# Function Definition of FUNCTION1() and FUNCTION2()

In [1]:
# all imports
import numpy as np
import pandas as pd 
import joblib, xgboost, warnings 
from datetime import datetime, date
from sklearn.preprocessing import LabelBinarizer
import matplotlib.pyplot as plt
warnings.filterwarnings("ignore")

# https://joblib.readthedocs.io/en/latest/
# get sess_csv and saved_data
sess_csv=pd.read_csv('sessions.csv')
in_dict=joblib.load("in_dict")

# FUNCTION-1 DEFINITION
def FUNCTION1(data, prob_label="label"):
    
    """
    -----------------------------------------------------------
    Function returns predictions for a given raw input
        1.Read, Preprocess and Extract data for given Test_set 
        2.Load pretrained model and preform predictions
        3.Return formated predictions
    -----------------------------------------------------------
        Parameters
        ----------
        Data <List of Data_Frame>   : Contain Test_set Data
        prob_label <string>         : Indicator variable for type of prediction 
                                      ("probability" or "label")
    
        returns 
        --------
        pred_targets <ndarray>      : contain Target labels or Probabilites
        
    -----------------------------------------------------------

    """
    
    # load  test samples
    test_dataframe=data[0]
    s_id=test_dataframe["id"]
    
    # if session samples exists
    if (isinstance(data[1], pd.DataFrame)):
        
        # load session samples
        sessions_dataframe=data[1]
        sessions_dataframe['id'] = sessions_dataframe['user_id']
        sessions_dataframe = sessions_dataframe.drop(['user_id'],axis=1) 

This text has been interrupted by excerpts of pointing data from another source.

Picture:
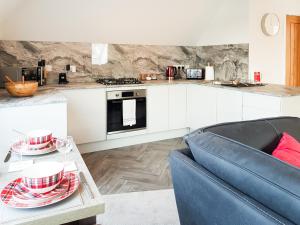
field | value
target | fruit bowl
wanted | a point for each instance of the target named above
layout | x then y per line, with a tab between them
21	89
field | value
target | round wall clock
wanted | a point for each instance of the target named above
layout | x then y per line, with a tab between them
270	24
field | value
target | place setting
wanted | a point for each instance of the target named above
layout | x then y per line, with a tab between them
40	183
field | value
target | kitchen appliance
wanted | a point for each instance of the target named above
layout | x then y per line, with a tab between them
14	73
62	78
118	81
116	101
171	72
41	75
195	74
209	72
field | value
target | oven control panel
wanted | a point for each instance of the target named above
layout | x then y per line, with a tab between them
127	94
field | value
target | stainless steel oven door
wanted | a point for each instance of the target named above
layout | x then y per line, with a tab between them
115	111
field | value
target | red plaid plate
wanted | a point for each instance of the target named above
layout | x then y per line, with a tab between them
7	196
22	194
45	150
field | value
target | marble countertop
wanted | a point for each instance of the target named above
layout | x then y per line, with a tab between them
269	89
51	93
41	97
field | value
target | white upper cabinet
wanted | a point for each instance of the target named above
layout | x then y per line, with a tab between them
177	107
157	108
86	115
201	106
229	105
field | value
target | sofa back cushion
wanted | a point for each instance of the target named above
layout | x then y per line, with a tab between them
263	134
268	180
290	125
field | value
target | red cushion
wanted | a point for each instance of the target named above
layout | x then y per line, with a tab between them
288	150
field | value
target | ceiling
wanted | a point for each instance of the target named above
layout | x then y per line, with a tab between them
168	22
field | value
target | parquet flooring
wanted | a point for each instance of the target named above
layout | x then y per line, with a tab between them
142	167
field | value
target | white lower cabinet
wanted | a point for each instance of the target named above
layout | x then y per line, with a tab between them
229	106
86	114
201	106
177	107
257	106
157	108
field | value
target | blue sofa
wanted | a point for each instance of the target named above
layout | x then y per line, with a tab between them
227	175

        # Pre-processing Session data
        # Replacing all null value with "NAN"
        sessions_dataframe.action = sessions_dataframe.action.fillna('NAN')
        sessions_dataframe.action_type = sessions_dataframe.action_type.fillna('NAN')
        sessions_dataframe.action_detail = sessions_dataframe.action_detail.fillna('NAN')
        sessions_dataframe.device_type = sessions_dataframe.device_type.fillna('NAN')
        
        # Keeping Thresold value as 100 and load exact feature representation 
        action_threshold = 100 
        actions=in_dict["actions"]
        sessions_dataframe.action = sessions_dataframe.action.apply(lambda x: 'OTHER' if actions[x] < action_threshold else x)
        action_frequency =in_dict["frequency"][0]
        action_detail_frequency = in_dict["frequency"][1]
        action_type_frequency = in_dict["frequency"][2]
        device_type_frequency = in_dict["frequency"][3]

    
    # if session data don't exists
    if (isinstance(data[1], pd.DataFrame))==False:
        matrix=np.concatenate((np.array(s_id).reshape(s_id.shape[0],1),\
                           np.full((s_id.shape[0],457),-2)), axis=1)
    else:
        # Grouping session data by 'id'
        session_group = sessions_dataframe.groupby(['id'])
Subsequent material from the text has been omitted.